Muscle soreness from working out is one thing, but Delayed Onset Muscle Soreness is whole other beast. Ditch the myths and learn the top 5 tips to avoid DOMS.
Most people who’ve stepped foot in a gym have suffered through the unfortunate experience of DOMS.
Delayed Onset Muscle Soreness, or DOMS, is caused by particularly high-intensity training sessions that push your muscles to their limit and cause micro-tears. These tears require additional resources in the form of inflammation to heal.
And while Delayed Onset Muscle Soreness is most closely connected to eccentric workouts that focus on loaded stress while lengthening your muscles, truthfully?
Whether you’re beginning training or an experienced athlete:
DOMS can strike at any time.
This could sound like the final nail in your workout programming coffin.
“Give up now on crushing your fitness goals,” the despair in you cries.
“It’s not worth it to suffer the trembling muscle aches, bone-crumbling fatigue, and flu-like tenderness that accompanies DOMS!”
Another bummer? Most of the research used by articles discussing the magical power of stretching before and after workouts, drinking plenty of water, even using ice baths to relax your muscles? Yup – we’ve debunked that research.
But if you’re wondering how to reduce DOMS, or how to get rid of DOMS? You’re in luck.
While there’s currently no 100% effective way to prevent Delayed Onset Muscle Soreness, there are numerous methods you can employ to lessen the likelihood of your own face-to-face battle with DOMS.
Let’s start with the most enjoyable option – Massage. Although you might not be as relaxed as without DOMS, massage is a great way to relax your muscles and encourage movement.
When you experience DOMS, your body is sending additional resources to repair the micro-tears you’ve caused during training. These resources cause inflammation. So while a hard-core massage is not advisable and may actually worsen your DOMS, a light therapeutic massage can help relax tension throughout your body.
2. Stay Hydrated
Water sustains us. Roughly 60% of your body is water -without it, you suffer from mental fatigue, slow cognition, and fluctuating emotionality. Staying hydrated is crucial to lessening the potential of DOMS.
Here’s the catch: It only helps before Delayed Onset Muscle Soreness sets in. Once you’re suffering Delayed Onset Muscle Soreness, there’s not much you can do other than get through it.
Drinking enough water to prevent hydration is critical to ensure adequate blood flow to muscles while working out. It’s one of the few research-backed tips that’s stood the test of time. Prioritize getting in your H2O – it might be the key to staving off the effects of a true thigh-trembling training session.

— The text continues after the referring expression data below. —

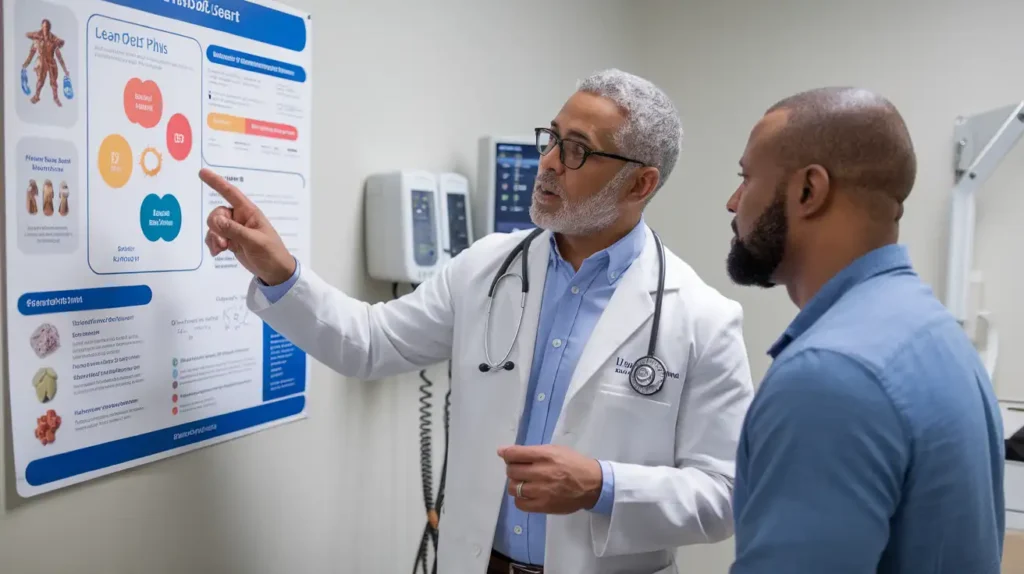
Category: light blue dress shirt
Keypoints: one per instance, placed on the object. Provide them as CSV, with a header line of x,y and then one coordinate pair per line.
x,y
571,304
875,443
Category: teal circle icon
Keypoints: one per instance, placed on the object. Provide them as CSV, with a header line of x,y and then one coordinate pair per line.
x,y
161,217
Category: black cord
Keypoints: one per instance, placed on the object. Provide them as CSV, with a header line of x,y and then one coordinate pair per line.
x,y
430,532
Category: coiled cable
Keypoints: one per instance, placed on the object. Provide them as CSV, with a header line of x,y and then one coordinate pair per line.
x,y
430,530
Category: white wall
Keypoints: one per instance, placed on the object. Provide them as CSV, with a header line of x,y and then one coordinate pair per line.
x,y
394,85
397,84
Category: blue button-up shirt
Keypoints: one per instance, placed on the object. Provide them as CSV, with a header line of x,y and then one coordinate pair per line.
x,y
875,443
571,304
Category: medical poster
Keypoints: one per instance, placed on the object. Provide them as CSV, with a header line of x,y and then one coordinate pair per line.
x,y
127,341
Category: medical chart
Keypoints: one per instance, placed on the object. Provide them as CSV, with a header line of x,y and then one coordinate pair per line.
x,y
128,342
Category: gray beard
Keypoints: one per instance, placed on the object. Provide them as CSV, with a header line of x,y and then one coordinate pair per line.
x,y
590,216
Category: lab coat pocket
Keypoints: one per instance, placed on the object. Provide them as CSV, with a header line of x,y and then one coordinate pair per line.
x,y
632,398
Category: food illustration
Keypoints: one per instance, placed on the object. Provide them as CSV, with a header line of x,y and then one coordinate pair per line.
x,y
45,382
46,46
62,210
46,427
32,196
45,340
47,197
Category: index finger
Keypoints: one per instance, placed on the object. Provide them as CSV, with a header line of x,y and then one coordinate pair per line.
x,y
230,193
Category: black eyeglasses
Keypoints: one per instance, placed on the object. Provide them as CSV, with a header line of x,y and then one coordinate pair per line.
x,y
572,153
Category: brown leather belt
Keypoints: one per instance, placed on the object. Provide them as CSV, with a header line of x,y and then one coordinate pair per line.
x,y
501,564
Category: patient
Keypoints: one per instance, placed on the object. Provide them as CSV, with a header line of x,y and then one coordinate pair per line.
x,y
875,442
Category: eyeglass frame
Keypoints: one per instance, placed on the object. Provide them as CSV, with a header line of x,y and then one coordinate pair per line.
x,y
587,151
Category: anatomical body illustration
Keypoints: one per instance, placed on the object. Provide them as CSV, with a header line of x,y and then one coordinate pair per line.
x,y
46,51
47,197
51,201
32,197
62,210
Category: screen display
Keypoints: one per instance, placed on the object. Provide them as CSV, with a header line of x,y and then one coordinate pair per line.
x,y
424,239
515,170
458,226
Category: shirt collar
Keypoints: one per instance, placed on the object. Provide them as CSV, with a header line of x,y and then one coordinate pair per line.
x,y
883,260
620,255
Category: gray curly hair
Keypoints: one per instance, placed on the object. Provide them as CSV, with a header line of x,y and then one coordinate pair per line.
x,y
653,132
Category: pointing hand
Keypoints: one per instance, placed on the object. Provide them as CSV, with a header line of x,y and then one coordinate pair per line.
x,y
246,231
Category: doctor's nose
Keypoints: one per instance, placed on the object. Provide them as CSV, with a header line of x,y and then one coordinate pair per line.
x,y
733,202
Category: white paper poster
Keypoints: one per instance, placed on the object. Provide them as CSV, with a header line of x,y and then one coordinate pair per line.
x,y
128,342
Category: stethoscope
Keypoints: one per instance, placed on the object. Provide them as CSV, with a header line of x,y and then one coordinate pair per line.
x,y
646,374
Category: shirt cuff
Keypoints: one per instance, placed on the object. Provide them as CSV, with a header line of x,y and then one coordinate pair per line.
x,y
274,293
607,498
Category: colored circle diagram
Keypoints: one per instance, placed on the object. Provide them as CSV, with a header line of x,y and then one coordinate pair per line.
x,y
160,217
143,102
178,137
115,161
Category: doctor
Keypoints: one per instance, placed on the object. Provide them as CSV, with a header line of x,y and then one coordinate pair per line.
x,y
574,448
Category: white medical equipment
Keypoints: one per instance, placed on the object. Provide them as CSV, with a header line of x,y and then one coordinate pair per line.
x,y
982,141
457,223
646,374
505,184
402,226
416,222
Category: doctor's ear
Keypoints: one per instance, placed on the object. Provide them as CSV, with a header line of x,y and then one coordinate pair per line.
x,y
645,180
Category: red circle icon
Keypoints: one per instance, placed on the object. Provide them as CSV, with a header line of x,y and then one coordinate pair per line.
x,y
178,137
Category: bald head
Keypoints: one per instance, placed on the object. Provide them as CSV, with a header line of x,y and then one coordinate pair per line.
x,y
857,136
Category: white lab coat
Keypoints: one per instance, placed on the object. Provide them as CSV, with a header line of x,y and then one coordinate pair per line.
x,y
673,453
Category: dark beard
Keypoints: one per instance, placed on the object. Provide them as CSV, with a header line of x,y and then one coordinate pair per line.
x,y
754,260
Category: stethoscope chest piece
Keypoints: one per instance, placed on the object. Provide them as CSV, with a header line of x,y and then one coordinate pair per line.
x,y
647,376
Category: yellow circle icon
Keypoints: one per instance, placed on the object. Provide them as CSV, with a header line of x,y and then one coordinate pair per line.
x,y
158,162
115,161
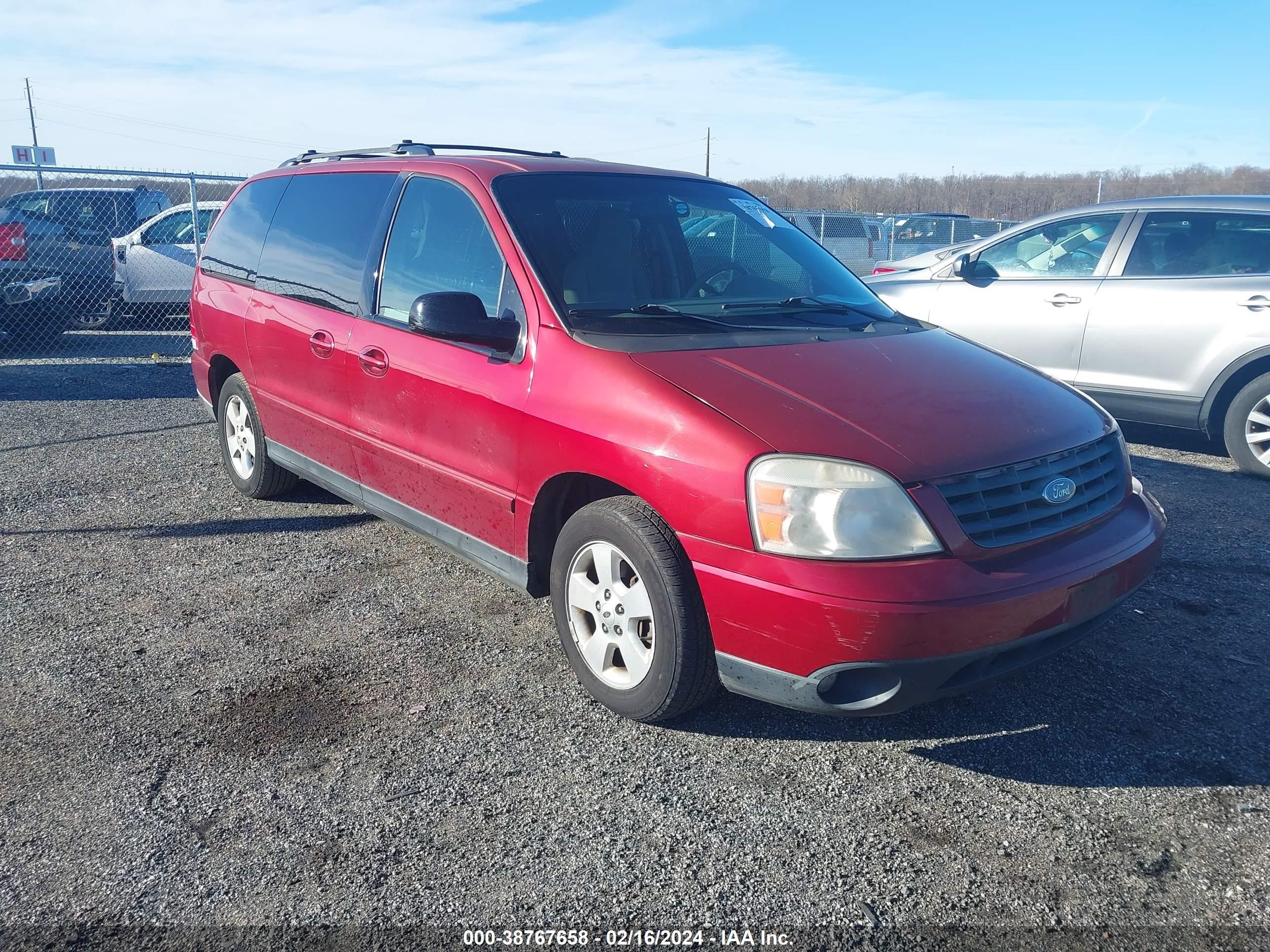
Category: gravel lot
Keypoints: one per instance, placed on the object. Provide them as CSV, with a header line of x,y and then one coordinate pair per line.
x,y
220,711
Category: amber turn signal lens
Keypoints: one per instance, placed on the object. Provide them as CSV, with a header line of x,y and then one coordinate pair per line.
x,y
770,494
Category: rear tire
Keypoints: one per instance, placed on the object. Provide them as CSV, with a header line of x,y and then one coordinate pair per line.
x,y
648,570
243,444
1247,428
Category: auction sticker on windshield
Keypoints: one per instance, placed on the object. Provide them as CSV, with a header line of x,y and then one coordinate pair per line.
x,y
756,211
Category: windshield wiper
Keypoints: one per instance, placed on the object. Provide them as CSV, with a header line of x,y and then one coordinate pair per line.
x,y
813,304
666,310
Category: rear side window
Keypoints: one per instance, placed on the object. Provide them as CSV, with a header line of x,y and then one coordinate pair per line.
x,y
317,247
1200,244
233,249
83,210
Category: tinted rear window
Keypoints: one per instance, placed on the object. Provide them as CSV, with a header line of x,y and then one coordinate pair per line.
x,y
320,235
233,249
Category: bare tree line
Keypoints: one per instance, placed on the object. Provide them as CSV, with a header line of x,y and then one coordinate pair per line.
x,y
1011,197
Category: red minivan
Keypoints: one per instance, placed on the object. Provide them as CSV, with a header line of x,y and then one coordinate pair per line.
x,y
648,397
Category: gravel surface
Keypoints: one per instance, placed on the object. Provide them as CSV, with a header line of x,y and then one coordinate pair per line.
x,y
235,713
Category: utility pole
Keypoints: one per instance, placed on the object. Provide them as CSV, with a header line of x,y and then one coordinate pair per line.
x,y
35,142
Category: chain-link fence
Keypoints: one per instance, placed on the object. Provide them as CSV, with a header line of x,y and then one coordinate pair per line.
x,y
97,265
865,241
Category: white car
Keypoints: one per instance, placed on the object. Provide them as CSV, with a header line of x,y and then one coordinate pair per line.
x,y
154,266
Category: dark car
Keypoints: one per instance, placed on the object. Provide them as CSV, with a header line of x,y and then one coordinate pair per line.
x,y
55,253
648,397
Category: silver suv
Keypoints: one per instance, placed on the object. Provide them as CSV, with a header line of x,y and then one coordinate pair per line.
x,y
1156,307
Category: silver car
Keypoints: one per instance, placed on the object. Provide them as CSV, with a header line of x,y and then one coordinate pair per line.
x,y
1156,307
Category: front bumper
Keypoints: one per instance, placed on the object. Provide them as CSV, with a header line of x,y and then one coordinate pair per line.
x,y
902,633
874,688
35,291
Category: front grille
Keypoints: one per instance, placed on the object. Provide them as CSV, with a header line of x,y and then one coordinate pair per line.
x,y
1005,506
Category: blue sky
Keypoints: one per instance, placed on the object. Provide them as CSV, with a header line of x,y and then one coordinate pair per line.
x,y
797,88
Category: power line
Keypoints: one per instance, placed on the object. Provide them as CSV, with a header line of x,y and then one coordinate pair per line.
x,y
160,142
168,125
648,149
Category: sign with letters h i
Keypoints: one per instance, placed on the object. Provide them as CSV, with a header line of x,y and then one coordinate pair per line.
x,y
34,155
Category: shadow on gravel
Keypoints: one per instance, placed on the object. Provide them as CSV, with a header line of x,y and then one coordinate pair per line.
x,y
1172,439
215,527
285,711
106,436
309,494
96,381
1038,741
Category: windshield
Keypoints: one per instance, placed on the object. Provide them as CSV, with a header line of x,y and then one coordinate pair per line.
x,y
645,254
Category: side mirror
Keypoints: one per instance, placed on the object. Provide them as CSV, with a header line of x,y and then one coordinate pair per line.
x,y
460,316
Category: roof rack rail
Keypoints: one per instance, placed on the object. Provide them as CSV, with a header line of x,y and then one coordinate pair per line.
x,y
406,148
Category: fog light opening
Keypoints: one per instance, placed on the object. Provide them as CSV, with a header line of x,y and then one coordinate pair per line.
x,y
859,688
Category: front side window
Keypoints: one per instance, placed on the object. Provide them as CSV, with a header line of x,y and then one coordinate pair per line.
x,y
177,229
440,241
320,237
32,205
663,256
1200,244
1061,249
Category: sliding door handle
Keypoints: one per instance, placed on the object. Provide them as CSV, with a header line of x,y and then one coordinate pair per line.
x,y
322,343
374,361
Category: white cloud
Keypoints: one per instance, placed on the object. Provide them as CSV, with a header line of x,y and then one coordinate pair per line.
x,y
341,74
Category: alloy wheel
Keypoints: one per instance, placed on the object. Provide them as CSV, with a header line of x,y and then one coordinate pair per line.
x,y
239,437
1256,431
611,616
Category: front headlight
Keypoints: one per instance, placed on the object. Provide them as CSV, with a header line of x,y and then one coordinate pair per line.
x,y
816,508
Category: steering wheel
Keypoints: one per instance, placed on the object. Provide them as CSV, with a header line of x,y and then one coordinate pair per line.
x,y
705,289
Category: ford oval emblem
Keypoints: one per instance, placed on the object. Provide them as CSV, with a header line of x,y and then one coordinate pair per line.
x,y
1058,490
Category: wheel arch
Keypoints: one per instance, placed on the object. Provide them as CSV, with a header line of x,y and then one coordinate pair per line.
x,y
1227,385
220,370
558,499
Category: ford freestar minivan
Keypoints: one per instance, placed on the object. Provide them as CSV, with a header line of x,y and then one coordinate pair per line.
x,y
648,397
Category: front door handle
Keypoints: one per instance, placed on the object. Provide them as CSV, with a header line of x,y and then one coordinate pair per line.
x,y
374,361
322,343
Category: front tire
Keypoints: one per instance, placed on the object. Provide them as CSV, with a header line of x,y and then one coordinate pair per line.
x,y
629,612
1247,428
243,444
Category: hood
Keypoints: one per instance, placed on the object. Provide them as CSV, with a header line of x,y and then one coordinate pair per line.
x,y
917,406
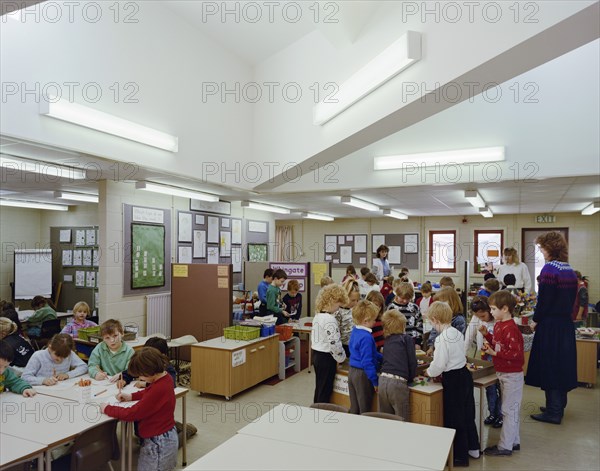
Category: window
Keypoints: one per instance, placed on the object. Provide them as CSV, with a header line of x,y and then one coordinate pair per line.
x,y
489,245
442,250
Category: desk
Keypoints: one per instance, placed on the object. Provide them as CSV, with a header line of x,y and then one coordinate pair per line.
x,y
16,450
242,452
421,446
483,383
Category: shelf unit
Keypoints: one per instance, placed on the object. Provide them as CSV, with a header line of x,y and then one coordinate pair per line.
x,y
293,346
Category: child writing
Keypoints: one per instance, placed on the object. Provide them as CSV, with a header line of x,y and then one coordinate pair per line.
x,y
22,349
506,349
344,314
8,379
326,343
364,358
44,311
155,411
57,363
414,320
110,358
399,366
274,295
482,316
79,321
459,403
377,329
293,300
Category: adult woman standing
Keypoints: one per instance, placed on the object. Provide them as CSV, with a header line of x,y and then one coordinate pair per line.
x,y
553,360
381,267
514,267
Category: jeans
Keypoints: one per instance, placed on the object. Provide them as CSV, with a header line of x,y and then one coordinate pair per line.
x,y
494,400
159,453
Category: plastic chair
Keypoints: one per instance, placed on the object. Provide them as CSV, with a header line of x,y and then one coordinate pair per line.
x,y
93,448
328,406
48,330
383,415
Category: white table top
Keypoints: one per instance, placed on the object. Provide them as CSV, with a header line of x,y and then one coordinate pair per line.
x,y
15,448
243,452
400,442
222,343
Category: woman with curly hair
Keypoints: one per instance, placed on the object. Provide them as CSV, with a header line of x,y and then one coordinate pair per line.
x,y
553,360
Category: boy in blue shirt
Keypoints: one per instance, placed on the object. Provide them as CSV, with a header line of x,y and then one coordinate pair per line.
x,y
364,358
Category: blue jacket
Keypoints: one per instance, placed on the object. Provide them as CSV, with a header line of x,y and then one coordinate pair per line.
x,y
364,354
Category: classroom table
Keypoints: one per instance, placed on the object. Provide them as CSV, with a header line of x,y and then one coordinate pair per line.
x,y
242,452
15,450
410,444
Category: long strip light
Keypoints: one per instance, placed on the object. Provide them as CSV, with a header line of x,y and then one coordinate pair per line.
x,y
319,217
429,159
591,209
43,168
33,205
172,191
401,54
486,212
87,198
349,200
475,199
107,123
265,207
394,214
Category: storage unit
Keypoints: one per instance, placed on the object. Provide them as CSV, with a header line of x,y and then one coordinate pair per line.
x,y
226,367
289,355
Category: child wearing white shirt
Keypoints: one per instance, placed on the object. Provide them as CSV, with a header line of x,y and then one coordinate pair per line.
x,y
459,404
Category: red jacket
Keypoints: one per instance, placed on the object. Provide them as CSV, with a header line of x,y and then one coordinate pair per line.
x,y
155,410
507,341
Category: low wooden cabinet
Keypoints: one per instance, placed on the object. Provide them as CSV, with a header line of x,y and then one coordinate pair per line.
x,y
226,367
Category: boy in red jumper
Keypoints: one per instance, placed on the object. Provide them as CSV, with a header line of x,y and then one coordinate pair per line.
x,y
155,411
506,348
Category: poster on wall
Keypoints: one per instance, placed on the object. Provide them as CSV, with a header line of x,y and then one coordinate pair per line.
x,y
147,256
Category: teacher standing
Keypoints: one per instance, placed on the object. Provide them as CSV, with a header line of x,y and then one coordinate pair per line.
x,y
553,360
512,266
381,267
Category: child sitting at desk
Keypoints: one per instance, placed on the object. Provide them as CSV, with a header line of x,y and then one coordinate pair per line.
x,y
111,357
364,358
8,379
79,321
22,349
459,403
44,311
57,363
155,411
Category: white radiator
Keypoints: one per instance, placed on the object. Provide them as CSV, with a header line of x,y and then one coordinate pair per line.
x,y
158,314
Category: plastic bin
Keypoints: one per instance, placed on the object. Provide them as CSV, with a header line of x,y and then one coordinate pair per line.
x,y
85,332
240,332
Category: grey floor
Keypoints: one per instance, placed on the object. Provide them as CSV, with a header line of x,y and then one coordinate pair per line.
x,y
574,445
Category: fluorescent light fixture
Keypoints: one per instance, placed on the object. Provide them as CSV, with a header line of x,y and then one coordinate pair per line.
x,y
359,203
107,123
486,212
394,214
33,205
43,168
401,54
265,207
591,209
319,217
475,198
429,159
172,191
87,198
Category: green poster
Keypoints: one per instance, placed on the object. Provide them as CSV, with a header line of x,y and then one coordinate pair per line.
x,y
147,256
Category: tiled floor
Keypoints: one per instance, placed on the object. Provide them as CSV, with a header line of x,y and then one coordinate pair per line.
x,y
574,445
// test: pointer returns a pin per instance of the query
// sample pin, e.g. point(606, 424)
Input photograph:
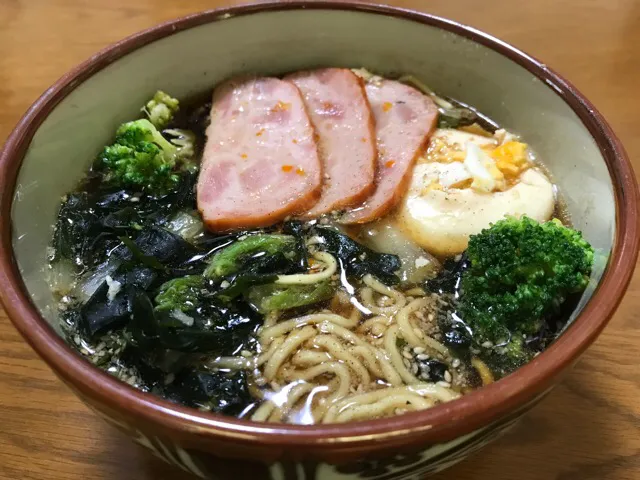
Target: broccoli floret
point(161, 109)
point(182, 294)
point(520, 271)
point(140, 157)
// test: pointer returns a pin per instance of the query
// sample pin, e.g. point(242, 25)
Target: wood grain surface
point(588, 428)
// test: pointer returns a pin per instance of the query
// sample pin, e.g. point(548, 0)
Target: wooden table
point(588, 428)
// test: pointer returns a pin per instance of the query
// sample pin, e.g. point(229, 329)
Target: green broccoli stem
point(272, 296)
point(230, 260)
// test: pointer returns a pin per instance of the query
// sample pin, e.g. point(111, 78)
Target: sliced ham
point(404, 120)
point(340, 113)
point(260, 163)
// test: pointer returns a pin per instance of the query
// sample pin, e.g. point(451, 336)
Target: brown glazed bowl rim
point(442, 423)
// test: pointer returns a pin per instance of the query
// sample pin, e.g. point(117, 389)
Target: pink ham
point(340, 112)
point(260, 163)
point(404, 119)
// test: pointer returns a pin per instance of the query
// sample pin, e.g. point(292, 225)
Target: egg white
point(441, 221)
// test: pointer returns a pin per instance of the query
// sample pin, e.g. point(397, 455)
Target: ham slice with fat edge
point(260, 163)
point(344, 124)
point(405, 118)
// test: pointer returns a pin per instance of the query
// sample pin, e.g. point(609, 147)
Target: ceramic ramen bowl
point(52, 145)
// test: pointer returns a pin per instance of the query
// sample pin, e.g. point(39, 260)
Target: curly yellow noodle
point(338, 351)
point(390, 345)
point(282, 328)
point(331, 265)
point(288, 347)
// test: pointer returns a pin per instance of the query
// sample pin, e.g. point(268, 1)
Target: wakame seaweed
point(356, 259)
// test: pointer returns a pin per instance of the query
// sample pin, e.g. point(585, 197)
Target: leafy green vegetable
point(272, 296)
point(232, 259)
point(161, 109)
point(456, 117)
point(358, 260)
point(180, 294)
point(520, 272)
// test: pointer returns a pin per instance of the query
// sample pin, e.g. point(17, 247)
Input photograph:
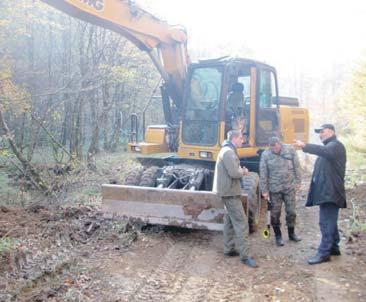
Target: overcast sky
point(311, 35)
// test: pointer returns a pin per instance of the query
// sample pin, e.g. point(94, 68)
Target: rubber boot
point(292, 236)
point(278, 234)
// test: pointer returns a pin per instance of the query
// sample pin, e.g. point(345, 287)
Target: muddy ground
point(73, 254)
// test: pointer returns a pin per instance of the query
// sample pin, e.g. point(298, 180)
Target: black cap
point(324, 126)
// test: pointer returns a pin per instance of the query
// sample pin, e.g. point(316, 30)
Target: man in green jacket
point(280, 177)
point(227, 185)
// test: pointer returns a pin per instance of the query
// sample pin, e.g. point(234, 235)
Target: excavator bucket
point(182, 208)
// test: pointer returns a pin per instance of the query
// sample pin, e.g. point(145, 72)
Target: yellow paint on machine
point(155, 142)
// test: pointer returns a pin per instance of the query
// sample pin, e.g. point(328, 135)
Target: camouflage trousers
point(235, 227)
point(289, 198)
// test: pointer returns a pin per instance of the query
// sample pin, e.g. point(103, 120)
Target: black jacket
point(327, 182)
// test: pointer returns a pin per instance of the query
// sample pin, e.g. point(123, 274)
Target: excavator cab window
point(267, 111)
point(237, 112)
point(201, 111)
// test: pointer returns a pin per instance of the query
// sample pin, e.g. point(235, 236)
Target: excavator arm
point(165, 44)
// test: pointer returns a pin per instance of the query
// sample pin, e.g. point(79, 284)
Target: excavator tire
point(250, 185)
point(149, 176)
point(133, 177)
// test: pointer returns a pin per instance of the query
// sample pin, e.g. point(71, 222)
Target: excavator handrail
point(165, 44)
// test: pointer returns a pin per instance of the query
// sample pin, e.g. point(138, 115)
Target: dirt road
point(80, 257)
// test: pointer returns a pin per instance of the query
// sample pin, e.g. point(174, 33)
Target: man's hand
point(299, 144)
point(265, 195)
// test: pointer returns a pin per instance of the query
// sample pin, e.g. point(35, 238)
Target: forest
point(67, 92)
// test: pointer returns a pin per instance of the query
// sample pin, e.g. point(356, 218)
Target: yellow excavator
point(201, 102)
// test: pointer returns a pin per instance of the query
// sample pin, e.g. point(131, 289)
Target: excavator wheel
point(250, 185)
point(133, 177)
point(149, 176)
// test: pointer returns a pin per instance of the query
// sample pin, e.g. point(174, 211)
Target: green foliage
point(352, 114)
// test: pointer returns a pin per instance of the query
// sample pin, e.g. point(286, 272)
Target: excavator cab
point(219, 95)
point(201, 103)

If you’re a fan of Indian food, you’re probably familiar with this funny little herb. It’s the main activating component in Turmeric, known for its anti-inflammatory effects and healing-potential. After examining the effects of Curcumin on preventing DOMS, a study conducted in 2015 found that supplementing Curcumin lessened pain after eccentric overload in training, and moderately enhanced recovery.
Pro Tip! Our bodies don’t absorb Curcumin easily – increase Curcumin’s bioavailability and ability to prevent Delayed Onset Muscle Soreness by adding in black pepper.
4. Heat It Up!
You’re familiar with the concept of ice baths which, contrary to popular belief, don’t decrease soreness and actually reduce strength in future training sessions. How about heating things up? A study in 2006 found applying heat to the lower back for several hours prevented and reduced early symptoms of DOMS.
Another study found a “warm underwater jet massage” reduced muscle soreness among 14 participating junior track and field athletes. And while we need more research before claiming hot-tubbing as the cure-all to Delayed Onset Muscle Soreness, why miss an opportunity to soak up some steam?
5. Fix Your Sleep!
Last but not least, the mother of all cures: Sleep. Although getting enough sleep does not directly ‘cure’ DOMS, it’s crucial to staying healthy.
Don’t believe me? One study summarizes, “Chronic insomnia is associated with absenteeism, frequent accidents, memory impairment, and greater health care utilization. The most consistent impact of insomnia is a high risk of depression”.
When you don’t prioritize your sleep, your health falters. Research shows you’re at higher risk for migraines, irritability, reduced appetite, decreased immunity and increased likelihood of getting sick. Specifically, prioritizing your sleep boosts athletic performance, decreases the risk of injury, and enhances your recovery.